David Laight wrote on 2022-03-29 15:19:
From: Matthias Schiffer
Sent: 29 March 2022 14:03
On Tue, 2022-03-29 at 12:55 +0000, David Laight wrote:
> From: Matthias Schiffer
> > Sent: 29 March 2022 11:39
> ...
> > I guess that would work. The fact that even the different
> > variants of the 8250 are implemented inconsistently makes this
> > especially ugly... It certainly puts a damper on the efforts to
> > make the handling of RS485 in serial drivers more generic.
>
> One thing to remember is that RS232 (IIRC really V.38) line driver
> chips are typically inverting.
>
> So the modem signals on a TTL level output will have the
> opposite polarity to that required on the actual connector.
>
> Normally a UART will have an 'active high' register bit for
> a modem signal that drives and 'active low' pin so you get
> the correct polarity with an inverting line driver.
>
> David
>
Indeed. As far as I can tell, this property of UARTs is what got us
into this mess: Some people interpreted SER_RS485_RTS_ON_SEND as "set
the RTS flag in the MCR register on send", while other thought it
should mean "set the RTS pin to high on send", leading to opposite
behaviours in different UART drivers (and even different UART variants
in the same driver, in the case of the 8250 family).
Hmmm... A complete mess.
The 'RTS pin' that needs to go high is the one on the (typically) 'D'
connector after the inverting line driver.
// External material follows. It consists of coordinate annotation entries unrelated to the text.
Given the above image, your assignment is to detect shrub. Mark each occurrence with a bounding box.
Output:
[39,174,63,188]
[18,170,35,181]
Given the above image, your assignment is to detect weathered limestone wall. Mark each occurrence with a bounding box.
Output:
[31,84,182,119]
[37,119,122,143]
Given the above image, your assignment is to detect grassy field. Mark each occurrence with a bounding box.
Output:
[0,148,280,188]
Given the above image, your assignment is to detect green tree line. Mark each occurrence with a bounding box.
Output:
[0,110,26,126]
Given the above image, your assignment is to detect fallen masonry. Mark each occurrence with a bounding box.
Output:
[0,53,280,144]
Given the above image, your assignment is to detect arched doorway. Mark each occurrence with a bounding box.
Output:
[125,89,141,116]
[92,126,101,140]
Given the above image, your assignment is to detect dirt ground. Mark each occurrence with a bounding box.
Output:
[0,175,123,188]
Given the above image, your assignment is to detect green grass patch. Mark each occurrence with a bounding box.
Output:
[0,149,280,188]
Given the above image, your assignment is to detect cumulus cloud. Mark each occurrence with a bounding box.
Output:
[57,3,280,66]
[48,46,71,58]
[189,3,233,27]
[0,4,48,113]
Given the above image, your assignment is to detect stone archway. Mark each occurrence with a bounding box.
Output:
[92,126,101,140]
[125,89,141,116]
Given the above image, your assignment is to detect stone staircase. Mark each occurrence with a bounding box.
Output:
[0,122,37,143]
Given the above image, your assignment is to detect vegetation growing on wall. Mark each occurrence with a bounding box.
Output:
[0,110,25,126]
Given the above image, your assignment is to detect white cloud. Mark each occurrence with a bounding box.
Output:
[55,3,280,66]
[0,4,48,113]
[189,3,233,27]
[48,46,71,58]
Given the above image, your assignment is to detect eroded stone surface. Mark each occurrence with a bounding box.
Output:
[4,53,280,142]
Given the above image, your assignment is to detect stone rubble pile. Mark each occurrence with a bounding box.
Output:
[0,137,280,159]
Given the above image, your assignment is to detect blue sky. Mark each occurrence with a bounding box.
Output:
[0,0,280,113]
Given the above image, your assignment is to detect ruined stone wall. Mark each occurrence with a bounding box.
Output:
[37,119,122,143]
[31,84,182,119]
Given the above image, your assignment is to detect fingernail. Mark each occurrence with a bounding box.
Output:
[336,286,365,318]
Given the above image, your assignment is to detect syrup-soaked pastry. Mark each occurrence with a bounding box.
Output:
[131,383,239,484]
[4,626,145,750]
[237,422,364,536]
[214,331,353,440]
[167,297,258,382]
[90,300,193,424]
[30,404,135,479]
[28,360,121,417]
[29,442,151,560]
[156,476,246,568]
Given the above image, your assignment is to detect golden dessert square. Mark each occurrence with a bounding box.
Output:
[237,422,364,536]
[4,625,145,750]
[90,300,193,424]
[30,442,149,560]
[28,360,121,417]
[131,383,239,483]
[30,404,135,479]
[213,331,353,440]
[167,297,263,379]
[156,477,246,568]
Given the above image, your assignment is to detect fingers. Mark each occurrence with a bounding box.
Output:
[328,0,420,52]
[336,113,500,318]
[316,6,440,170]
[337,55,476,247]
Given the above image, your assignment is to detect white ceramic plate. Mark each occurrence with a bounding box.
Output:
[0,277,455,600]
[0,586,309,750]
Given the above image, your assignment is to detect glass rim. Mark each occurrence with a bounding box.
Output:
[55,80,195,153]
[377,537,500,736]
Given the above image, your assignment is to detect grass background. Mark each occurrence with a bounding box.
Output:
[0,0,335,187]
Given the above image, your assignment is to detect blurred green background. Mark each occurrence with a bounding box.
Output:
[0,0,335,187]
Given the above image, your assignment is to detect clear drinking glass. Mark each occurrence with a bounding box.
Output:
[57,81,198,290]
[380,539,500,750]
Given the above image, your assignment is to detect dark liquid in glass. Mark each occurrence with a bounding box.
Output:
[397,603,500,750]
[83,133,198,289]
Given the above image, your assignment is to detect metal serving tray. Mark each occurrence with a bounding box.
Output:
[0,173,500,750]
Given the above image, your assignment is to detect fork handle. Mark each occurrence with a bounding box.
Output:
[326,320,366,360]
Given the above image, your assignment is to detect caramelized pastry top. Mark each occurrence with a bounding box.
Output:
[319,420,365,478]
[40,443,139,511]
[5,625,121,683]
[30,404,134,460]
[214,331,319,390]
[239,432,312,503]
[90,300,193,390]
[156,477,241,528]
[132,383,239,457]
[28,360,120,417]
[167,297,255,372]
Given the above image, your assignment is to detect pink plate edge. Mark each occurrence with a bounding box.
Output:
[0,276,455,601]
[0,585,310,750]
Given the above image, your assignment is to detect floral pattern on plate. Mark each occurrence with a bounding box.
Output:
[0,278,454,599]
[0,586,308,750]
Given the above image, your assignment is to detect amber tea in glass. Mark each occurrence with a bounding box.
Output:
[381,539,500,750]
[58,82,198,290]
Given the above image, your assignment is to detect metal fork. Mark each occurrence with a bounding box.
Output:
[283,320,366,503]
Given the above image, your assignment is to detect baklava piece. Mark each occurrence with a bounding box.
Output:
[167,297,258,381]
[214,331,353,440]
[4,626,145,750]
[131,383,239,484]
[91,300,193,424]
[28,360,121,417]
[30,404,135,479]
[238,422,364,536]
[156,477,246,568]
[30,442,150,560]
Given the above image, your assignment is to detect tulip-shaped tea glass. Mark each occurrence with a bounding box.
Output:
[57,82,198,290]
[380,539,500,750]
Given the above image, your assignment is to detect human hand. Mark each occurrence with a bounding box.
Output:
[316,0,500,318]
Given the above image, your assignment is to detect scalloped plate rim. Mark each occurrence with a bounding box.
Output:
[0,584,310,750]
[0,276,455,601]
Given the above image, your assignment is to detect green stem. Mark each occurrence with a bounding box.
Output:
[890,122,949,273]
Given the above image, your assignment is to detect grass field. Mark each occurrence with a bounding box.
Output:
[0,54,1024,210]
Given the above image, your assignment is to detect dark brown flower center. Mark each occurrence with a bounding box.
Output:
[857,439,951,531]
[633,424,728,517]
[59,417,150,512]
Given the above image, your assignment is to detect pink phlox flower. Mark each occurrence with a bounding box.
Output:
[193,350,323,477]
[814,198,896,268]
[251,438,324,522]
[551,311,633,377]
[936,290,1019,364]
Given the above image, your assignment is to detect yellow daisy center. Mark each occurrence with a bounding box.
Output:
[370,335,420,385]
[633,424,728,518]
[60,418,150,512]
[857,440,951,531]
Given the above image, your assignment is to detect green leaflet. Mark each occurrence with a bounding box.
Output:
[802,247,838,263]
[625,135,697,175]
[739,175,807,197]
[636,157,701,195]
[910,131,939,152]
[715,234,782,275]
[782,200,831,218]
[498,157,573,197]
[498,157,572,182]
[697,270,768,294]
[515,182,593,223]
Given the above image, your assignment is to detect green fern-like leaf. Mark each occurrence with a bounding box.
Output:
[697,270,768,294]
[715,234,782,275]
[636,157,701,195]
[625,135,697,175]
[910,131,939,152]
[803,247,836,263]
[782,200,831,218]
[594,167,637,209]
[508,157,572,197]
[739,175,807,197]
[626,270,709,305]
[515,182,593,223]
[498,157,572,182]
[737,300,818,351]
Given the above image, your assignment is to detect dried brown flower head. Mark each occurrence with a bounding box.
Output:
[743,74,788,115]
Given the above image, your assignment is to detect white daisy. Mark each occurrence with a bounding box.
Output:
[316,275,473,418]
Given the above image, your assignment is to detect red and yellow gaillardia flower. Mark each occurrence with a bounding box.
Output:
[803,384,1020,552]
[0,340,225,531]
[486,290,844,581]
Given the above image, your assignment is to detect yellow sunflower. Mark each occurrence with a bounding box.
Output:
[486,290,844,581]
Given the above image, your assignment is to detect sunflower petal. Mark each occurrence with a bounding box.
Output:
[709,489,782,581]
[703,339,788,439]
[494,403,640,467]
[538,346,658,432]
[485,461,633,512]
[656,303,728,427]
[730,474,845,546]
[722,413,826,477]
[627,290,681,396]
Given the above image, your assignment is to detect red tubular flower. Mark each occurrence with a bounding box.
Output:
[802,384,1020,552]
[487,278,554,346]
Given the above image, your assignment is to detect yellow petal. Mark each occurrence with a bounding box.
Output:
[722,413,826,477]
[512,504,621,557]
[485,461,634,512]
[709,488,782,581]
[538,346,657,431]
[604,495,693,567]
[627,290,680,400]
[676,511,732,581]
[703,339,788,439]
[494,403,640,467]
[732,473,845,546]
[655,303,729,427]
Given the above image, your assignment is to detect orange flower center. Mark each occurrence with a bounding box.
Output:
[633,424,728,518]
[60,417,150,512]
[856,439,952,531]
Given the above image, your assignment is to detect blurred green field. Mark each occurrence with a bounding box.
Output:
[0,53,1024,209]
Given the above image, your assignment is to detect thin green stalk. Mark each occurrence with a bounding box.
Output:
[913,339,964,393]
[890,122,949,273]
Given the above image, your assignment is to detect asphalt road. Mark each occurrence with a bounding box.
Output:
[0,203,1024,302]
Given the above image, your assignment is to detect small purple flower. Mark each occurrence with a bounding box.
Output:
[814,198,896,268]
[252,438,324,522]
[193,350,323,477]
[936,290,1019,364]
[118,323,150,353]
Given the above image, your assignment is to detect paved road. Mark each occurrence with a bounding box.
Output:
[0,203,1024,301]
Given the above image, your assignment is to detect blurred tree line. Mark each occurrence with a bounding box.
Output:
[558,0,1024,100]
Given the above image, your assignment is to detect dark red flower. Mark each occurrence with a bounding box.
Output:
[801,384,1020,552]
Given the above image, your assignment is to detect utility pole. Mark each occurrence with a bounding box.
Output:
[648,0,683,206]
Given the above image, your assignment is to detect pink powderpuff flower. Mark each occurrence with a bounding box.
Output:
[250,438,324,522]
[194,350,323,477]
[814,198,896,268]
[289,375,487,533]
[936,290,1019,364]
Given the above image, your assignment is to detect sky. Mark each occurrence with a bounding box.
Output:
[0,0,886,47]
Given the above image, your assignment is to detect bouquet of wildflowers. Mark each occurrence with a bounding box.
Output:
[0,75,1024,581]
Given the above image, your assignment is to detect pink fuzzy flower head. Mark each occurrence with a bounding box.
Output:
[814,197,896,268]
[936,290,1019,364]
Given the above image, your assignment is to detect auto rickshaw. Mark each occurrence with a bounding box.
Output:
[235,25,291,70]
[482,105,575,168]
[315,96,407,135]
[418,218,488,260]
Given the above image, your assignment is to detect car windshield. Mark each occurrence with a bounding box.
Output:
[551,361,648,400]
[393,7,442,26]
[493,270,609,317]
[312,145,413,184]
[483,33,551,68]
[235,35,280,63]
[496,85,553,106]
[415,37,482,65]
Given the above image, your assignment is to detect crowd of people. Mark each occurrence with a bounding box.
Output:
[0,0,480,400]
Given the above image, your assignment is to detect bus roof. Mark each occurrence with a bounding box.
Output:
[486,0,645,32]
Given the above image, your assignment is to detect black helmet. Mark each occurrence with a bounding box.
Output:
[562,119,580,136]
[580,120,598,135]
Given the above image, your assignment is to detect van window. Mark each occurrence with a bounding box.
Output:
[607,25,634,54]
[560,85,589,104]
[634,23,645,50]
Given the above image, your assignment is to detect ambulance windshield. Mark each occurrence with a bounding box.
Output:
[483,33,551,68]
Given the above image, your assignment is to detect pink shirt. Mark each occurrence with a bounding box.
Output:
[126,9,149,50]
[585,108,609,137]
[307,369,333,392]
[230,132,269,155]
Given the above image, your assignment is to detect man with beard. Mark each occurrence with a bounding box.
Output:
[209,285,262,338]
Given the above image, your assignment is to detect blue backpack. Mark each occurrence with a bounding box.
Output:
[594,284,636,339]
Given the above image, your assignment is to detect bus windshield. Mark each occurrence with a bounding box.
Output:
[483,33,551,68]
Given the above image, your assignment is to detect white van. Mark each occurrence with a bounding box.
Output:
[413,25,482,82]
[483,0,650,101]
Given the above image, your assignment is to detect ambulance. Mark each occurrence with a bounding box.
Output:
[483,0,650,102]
Not the pin on the uart package.
I'd expect TTL level serial interfaces to require active low
modem signals.
A typical 'D' connector for RS485? I've seen all sorts of connectors
and I can't say one of them is typical. You're assuming there are
RS232 level shifters in play, but usually there aren't and the TTL
UART signals are directly connected to an RS485 transceiver. For
RS485 there is no outside RTS pin, so you will have to talk about
the UART TTL pin.
https://www.kernel.org/doc/Documentation/serial/serial-rs485.txt
is unfortunately not entirely clear:
/* Set logical level for RTS pin equal to 1 when sending: */
rs485conf.flags |= SER_RS485_RTS_ON_SEND;
Most (all?) UART chips have an RTSn, RTS# or /RTS pin which means RTS
inverted. So the "RTS pin" can't be set to logic level 1, but RTS can.
IMHO it would be best to let SER_RS485_RTS_ON_SEND mean that RTS is
asserted during sending. That means that RTSn should be 0V.
When the UART chip is connected directly to an RS485 driver with RTSn
connected to DE, you need SER_RS485_RTS_AFTER_SEND so RTS=0 and
RTSn=DE=1 during sending.
When a UART is not in RS485 mode and unopened it usually has RTS=0,
RTSn=1 which would make any directly connected RS485 driver claim
the bus. This is probably undesired behaviour and thus asks for an
extra inverter between RTSn and DE. With this added inverter one
would need SER_RS485_RTS_ON_SEND.
https://github.com/torvalds/linux/blob/master/Documentation/devicetree/bindings/serial/rs485.yaml
isn't much better either:
rs485-rts-active-low:
description: drive RTS low when sending (default is high).
Was this meant as "drive the RTSn pin low when sending"?
Finally, can these two methods be synchronized in their wording?
E.g. can we just drop "rs485-rts-active-low" and replace it with
"rs485-rts-on-send" and "rs485-rts-after-send"?